Twice-daily doses of ranolazine increased exercise capacity and provided additional antianginal relief to symptomatic patients with severe chronic angina taking standard doses of atenolol, amlodipine, or diltiazem, without evident adverse, long-term survival consequences over 1 to 2 years of therapy.

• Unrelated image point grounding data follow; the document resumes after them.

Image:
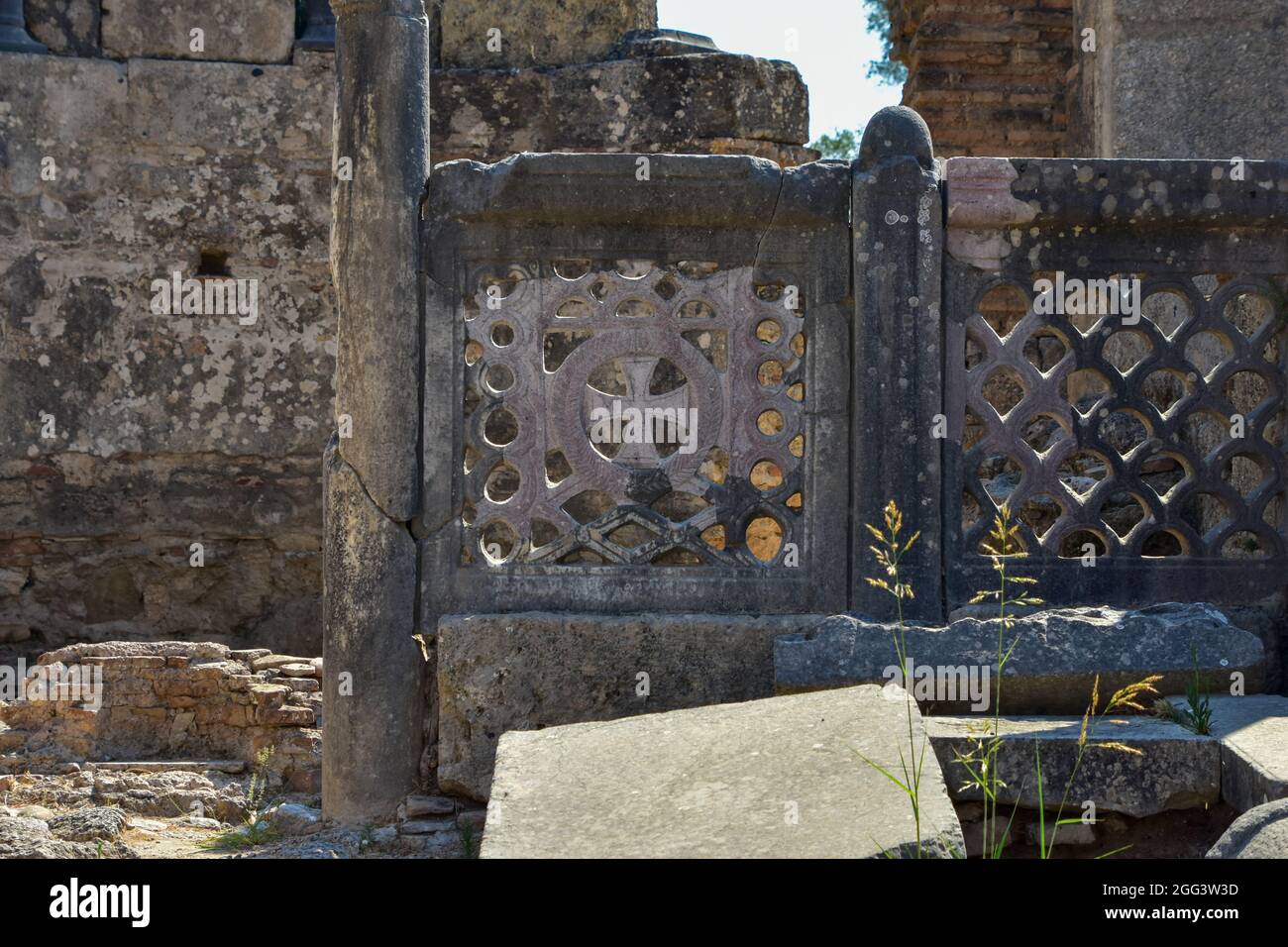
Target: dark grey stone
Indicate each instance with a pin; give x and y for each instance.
(898, 331)
(1260, 832)
(1163, 86)
(758, 226)
(1202, 241)
(1055, 663)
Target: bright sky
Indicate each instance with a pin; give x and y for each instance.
(832, 50)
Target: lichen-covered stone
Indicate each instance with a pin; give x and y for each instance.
(1260, 832)
(1056, 659)
(231, 30)
(500, 673)
(706, 103)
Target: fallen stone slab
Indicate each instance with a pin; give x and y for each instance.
(1059, 655)
(1166, 768)
(1260, 832)
(528, 671)
(1253, 735)
(416, 806)
(426, 826)
(782, 777)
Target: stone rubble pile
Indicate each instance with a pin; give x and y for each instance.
(167, 699)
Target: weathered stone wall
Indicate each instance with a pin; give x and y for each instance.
(1154, 78)
(988, 76)
(168, 699)
(1181, 78)
(178, 429)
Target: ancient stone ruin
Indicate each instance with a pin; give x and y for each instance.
(679, 486)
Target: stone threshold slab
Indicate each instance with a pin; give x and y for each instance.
(1171, 768)
(782, 777)
(1253, 735)
(1057, 655)
(1243, 762)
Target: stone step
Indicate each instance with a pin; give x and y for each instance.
(772, 779)
(1253, 733)
(166, 766)
(1243, 762)
(1172, 768)
(1057, 656)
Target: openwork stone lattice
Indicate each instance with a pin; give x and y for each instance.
(711, 360)
(1162, 438)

许多慢性心绞痛患者尽管接受了血运重建和抗心绞痛药物治疗,仍会出现心绞痛发作。在之前的一项试验中,使用雷诺嗪进行抗心绞痛单药治疗(雷诺嗪是一种据信可部分抑制脂肪酸氧化的药物)可提高跑步机运动表现;然而,在大量患有严重慢性心绞痛的患者中,尚未对其与β受体阻滞剂或钙拮抗剂联合使用的长期疗效和安全性进行研究。
在一项开放标签观察性研究的扩展试验中,确定在谷浓度时,雷诺嗪能否改善有慢性心绞痛症状、尽管服用标准剂量阿替洛尔、氨氯地平或地尔硫䓬但在低负荷时仍出现心绞痛和心肌缺血的患者的总运动时间,并确定心绞痛发作时间和心肌缺血的心电图证据、对心绞痛发作和硝酸甘油使用的影响以及对长期生存的影响。
设计、地点和患者:一项随机、3组平行、双盲、安慰剂对照试验,纳入823例有症状慢性心绞痛的合格成年人,他们被随机分配接受安慰剂或2种剂量雷诺嗪中的1种。1999年7月至2001年8月,在几个国家的118个参与门诊的门诊机构接受治疗的患者参加了雷诺嗪在稳定型心绞痛中的联合评估(CARISA)试验,并随访至2002年10月31日。
患者每日两次接受安慰剂或750毫克或1000毫克雷诺嗪。在治疗2、6周(仅谷浓度)和12周后,评估给药后12小时(谷浓度)和4小时(峰浓度)的跑步机运动情况。
运动持续时间的变化、心绞痛发作时间、缺血发作时间、硝酸甘油使用情况和心绞痛发作次数。
两个雷诺嗪组(合并)的谷运动持续时间较基线增加了115.6秒,而安慰剂组增加了91.7秒(P = 0.01)。雷诺嗪组的心绞痛发作时间和心电图缺血发作时间也增加了,峰浓度时比谷浓度时增加得更多。这些增加不依赖于血压、心率或背景抗心绞痛治疗的变化,并且在整个12周内持续存在。与安慰剂相比,雷诺嗪使心绞痛发作和硝酸甘油使用每周减少约1次(P<0.02)。在CARISA试验或其相关的长期开放标签研究期间服用雷诺嗪的750例患者,第一年生存率为98.4%,第二年为95.9%。
每日两次服用雷诺嗪可提高运动能力,并为服用标准剂量阿替洛尔、氨氯地平或地尔硫䓬的严重慢性心绞痛症状性患者提供额外的抗心绞痛缓解作用,在1至2年的治疗中没有明显的不良长期生存后果。